Introduction

Thanks to the recent remarkable progress of laser technology, it has become meaningful and useful to investigate the possibilities of manipulating molecular processes and chemical dynamics by lasers. Various ideas have been proposed so far[1−9]. Typical examples are (i) coherent control in which quantum mechanical interference effect is used to control the branching ratio into the desirable final product, (ii) pump−dump method in which a wave packet is pumped or dumped by laser at appropriate positions to achieve a desirable product, (iii) linear chirping in which the laser frequency is linearly varied as a function of time to attain high efficiency, (iv) various kinds of adiabatic rapid passage that represent applications of linear chirping, and (v) optimal control theory which tries to control wave packet dynamics optimally. Among these, we have especially noticed the significance of non-adiabatic transitions induced by lasers. If the laser frequency ω is not low (< 1000 cm−1), the Floquet (or dressed) state representation holds well and molecular potential energy curves or surfaces are shifted up or down by the amount of laser energy ħω[10]. This means that potential curve (or surface) crossings are created among these states. The interaction between the crossing states is equal to −με/2, where μ is the transition dipolemoment and ε is the amplitude of the laser field.
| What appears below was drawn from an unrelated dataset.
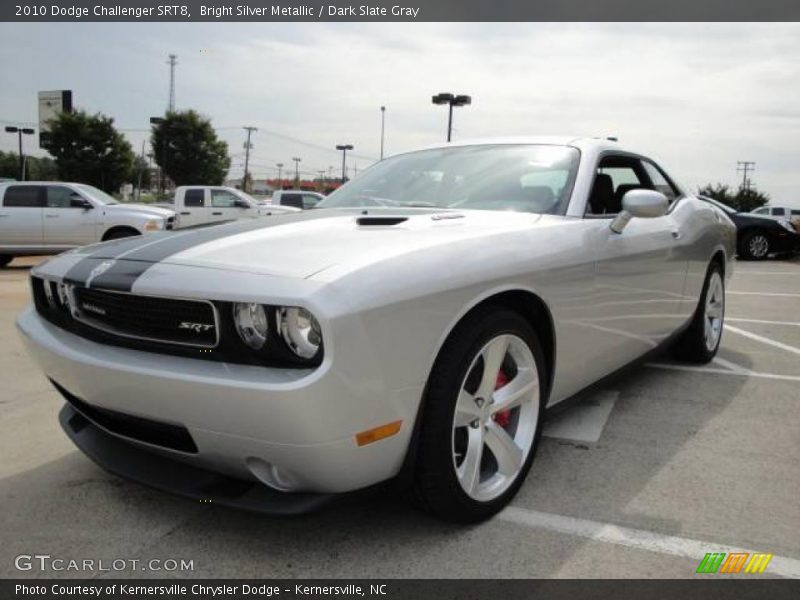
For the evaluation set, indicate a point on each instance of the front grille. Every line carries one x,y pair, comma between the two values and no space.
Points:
168,320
The time-dependences of the frequency ω(t) and the pulse envelope ε(t), which are supposed to be much slower than the time-dependence of the field oscillation exp(i ʃt ω(t)dt), cause time-dependent non-adiabatic transitions. The time-dependence of ω(t) induces the time-dependent Landau−Zener type non-adiabatic transition and the time-dependence of ε(t) induces the time-dependent Rosen−Zener type non-adiabatic transition[9]. In the case of CW (continuous wave) laser, on the other hand, both ω and ε are constant and potential curve crossings are created along the molecular spatial coordinate, i.e., the internuclear distance. Non-adiabatic transitions are generally well localized at avoided crossings between adiabatic states regardless of whether they are time-dependent or time-independent, and molecular processes can be nicely described as a sequence of adiabatic wave propagations along adiabatic states and non-adiabatic transitions at avoided crossings.